Spicy is good: exploring Mexican restaurants
The Yelp Open Dataset is a collection of data from Yelp (the famous online review platform) that provides data scientists with information regarding businesses, reviews, user information, etc. I intended to draw on this data that spans years to find the answers to two particular questions that piqued my interest.
- Is there a relationship between the star rating and the restaurant's relative priciness based on its location?
- How are Mexican restaurants reviewed by users?
Do food establishments in expensier cities better rated?

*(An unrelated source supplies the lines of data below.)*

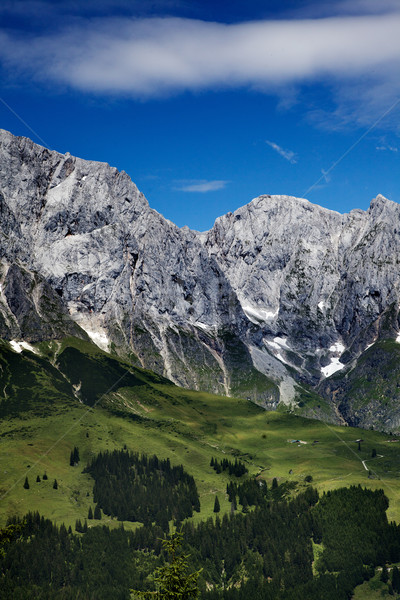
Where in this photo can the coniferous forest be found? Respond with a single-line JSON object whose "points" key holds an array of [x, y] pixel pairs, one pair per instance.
{"points": [[263, 553], [135, 487]]}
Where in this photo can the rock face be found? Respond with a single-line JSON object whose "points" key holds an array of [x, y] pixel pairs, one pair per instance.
{"points": [[279, 294]]}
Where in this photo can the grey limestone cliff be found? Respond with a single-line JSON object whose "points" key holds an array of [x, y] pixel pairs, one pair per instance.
{"points": [[280, 294]]}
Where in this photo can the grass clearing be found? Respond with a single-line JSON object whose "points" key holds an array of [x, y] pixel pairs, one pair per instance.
{"points": [[156, 417]]}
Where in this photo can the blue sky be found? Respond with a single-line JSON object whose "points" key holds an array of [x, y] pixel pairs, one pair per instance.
{"points": [[209, 104]]}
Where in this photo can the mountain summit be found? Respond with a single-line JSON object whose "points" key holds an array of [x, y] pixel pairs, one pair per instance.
{"points": [[278, 295]]}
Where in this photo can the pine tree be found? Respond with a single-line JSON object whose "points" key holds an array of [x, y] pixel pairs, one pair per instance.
{"points": [[172, 580], [385, 574], [396, 579]]}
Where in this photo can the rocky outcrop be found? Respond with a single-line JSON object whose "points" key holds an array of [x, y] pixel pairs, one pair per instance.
{"points": [[279, 293]]}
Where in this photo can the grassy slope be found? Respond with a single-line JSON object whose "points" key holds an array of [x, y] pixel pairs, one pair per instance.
{"points": [[154, 416]]}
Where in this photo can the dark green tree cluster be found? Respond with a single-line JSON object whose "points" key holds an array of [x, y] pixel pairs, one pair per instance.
{"points": [[46, 562], [234, 468], [273, 543], [172, 580], [265, 554], [135, 487], [74, 457], [254, 492]]}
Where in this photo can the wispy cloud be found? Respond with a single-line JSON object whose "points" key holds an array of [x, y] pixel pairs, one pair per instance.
{"points": [[287, 154], [154, 57], [200, 185], [389, 148]]}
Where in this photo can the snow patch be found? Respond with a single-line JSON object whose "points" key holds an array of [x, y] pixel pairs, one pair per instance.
{"points": [[202, 326], [334, 365], [278, 343], [280, 357], [99, 338], [19, 346], [257, 315], [92, 326], [282, 342], [337, 347]]}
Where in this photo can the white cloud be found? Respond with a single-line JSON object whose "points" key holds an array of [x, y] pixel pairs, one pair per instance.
{"points": [[358, 56], [390, 148], [201, 185], [287, 154]]}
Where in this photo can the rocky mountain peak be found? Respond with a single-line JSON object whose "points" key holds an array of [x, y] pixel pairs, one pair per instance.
{"points": [[279, 292]]}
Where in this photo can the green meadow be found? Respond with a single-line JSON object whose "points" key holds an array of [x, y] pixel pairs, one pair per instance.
{"points": [[153, 416]]}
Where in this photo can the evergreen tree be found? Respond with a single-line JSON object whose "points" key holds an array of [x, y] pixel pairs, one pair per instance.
{"points": [[385, 574], [396, 579], [172, 580]]}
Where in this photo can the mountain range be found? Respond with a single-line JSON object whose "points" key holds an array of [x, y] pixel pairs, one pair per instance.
{"points": [[282, 302]]}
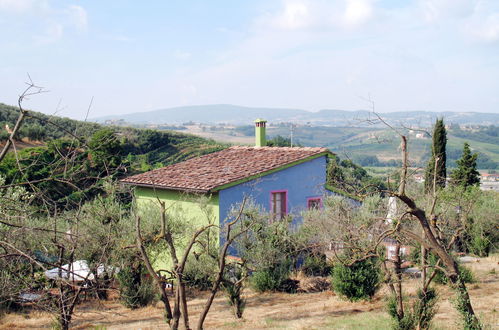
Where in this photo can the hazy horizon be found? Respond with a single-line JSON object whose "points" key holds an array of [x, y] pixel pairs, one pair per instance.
{"points": [[417, 55]]}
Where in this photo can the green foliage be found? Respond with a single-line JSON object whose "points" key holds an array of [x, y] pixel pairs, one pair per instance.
{"points": [[232, 283], [358, 281], [274, 278], [105, 150], [136, 290], [466, 275], [199, 272], [438, 156], [316, 264], [466, 174], [419, 316], [407, 322], [348, 177], [469, 321]]}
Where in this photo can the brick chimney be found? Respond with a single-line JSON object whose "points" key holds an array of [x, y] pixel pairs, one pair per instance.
{"points": [[260, 139]]}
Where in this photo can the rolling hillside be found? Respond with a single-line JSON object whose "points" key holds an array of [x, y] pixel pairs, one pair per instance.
{"points": [[239, 115]]}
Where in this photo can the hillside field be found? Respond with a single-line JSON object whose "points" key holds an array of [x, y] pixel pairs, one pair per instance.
{"points": [[321, 310]]}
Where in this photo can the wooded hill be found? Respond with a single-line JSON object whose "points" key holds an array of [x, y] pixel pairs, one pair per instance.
{"points": [[73, 159]]}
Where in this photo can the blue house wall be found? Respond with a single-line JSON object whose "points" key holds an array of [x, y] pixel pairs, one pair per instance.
{"points": [[302, 181]]}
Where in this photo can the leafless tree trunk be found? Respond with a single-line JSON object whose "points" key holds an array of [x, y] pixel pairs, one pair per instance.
{"points": [[429, 241]]}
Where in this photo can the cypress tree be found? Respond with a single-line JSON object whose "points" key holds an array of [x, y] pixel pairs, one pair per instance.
{"points": [[439, 142], [466, 174]]}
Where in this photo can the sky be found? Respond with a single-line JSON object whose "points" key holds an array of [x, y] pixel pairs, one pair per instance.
{"points": [[123, 56]]}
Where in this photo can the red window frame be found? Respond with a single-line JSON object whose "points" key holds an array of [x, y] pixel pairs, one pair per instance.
{"points": [[283, 201], [314, 203]]}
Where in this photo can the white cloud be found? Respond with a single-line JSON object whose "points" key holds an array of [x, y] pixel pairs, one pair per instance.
{"points": [[77, 16], [295, 15], [486, 30], [181, 55], [53, 32], [43, 20], [435, 10], [357, 12], [16, 6]]}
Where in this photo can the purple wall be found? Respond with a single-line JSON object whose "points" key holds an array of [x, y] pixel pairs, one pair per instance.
{"points": [[301, 182]]}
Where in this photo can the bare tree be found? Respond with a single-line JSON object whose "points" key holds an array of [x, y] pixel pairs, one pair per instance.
{"points": [[180, 309]]}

To tackle this question I sourced information from Zillow.com, specifically the Median List Price for All Homes that they publish. Also, I used the information from February 2021, which is the cutoff date for the Yelp Dataset. After I cleaned the data an merged the datasets, I got the following results:
Dividing the cities into 5 categories based on Zillow's information shows that there are many more restaurants reviewed in cities with high home list prices and mid-high prices. Both the mean and standard deviation of the star ratings are pretty much the same for the mid-low to high list price cities (with a slight bump in the mid-price cities). It is only in the low-priced homes cities that the mean review drops to 3.3. However, it is important to point out that the number of restaurants reviewed in such cities is much lower than in other locations.
I was surprised by the uniformity of the data. While I didn't believe there'd be much difference in the review ratings for restaurants based on where they are located, I did believe there was going to be a wider gap. Good and bad food can be found in all locations.
What about Mexican restaurants?
I ran the same analysis for Mexican restaurants. The results were pretty much the same, though the dip in the low list price cities was higher. It's possible that the areas have a smaller number of Mexican establishments than other areas to skew the results a bit.
That got me to the next question: Are Mexican restaurants that are located near the border better reviewed?
One would think that Mexican restaurants that are located in border states (California, Arizona, New Mexico and Texas) might be more authentic and better, right? What does the data reveal?
It appears that there is a slight lift for the review of Mexican restaurants on the border. The mean between both groups is only 0.06, and the median and standard deviation is the same.
This indicates that the quality of Mexican restaurants is independent of its location. It doesn't necessarily correlate with higher-priced neighborhoods or border city. The question then is: what does it correlate with? We move on to the hot issue at hand.
Is being reviewed as a spicy restaurant good for its rating?
We all know that Mexican food is famous for being spicy, but is that good for its ratings or not? To answer this question I used the information given by the review dataset of the Yelp Open Dataset. In addition to the user reviews, it shows their comments on the restaurant. With that information I went to answer two questions:
1. Does including a word like spicy (or its synonyms) imply a restaurant is better rated?
2. Is there an ideal number of times to reference such words, given that a suggestion of too spicy might turn off some people?
The type of reviews analyzed were of this sort:
'Chips and salsa were good but you had to pay for them including salsa picante which was perfectly spicy. Food was tasty and margaritas were refreshing. I had the tacos and were pretty good.'
This reviewer included two references to spicy: picante and spicy. So in a new feature called "has_picante" it would be classified as a yes, and in the "picante_counter" it would be a 2.
Then, running this information against the reviews we can see the following:
Mexican restaurants that are reviewed with a picante word have a higher mean and a lower standard deviation. But is that statistically significant? Yes, it is. I ran a t-test to compare both means, and that gave me a p-value of less than 0.05.
Now, what about the optimal number? Using a picante word too much conveys that the food was indeed too spicy for most tastes.
Here we can see the times a picante word was used against the mean star rating for those restaurants. We see that 5 versions of the words appears optimal, and t a steep drop off occurs after 6.
So, when you are choosing which Mexican restaurant to go to, don't take into consideration if it is in an expensive city, or even if it is in a border town; you just want to focus on those that are the right level of spicy!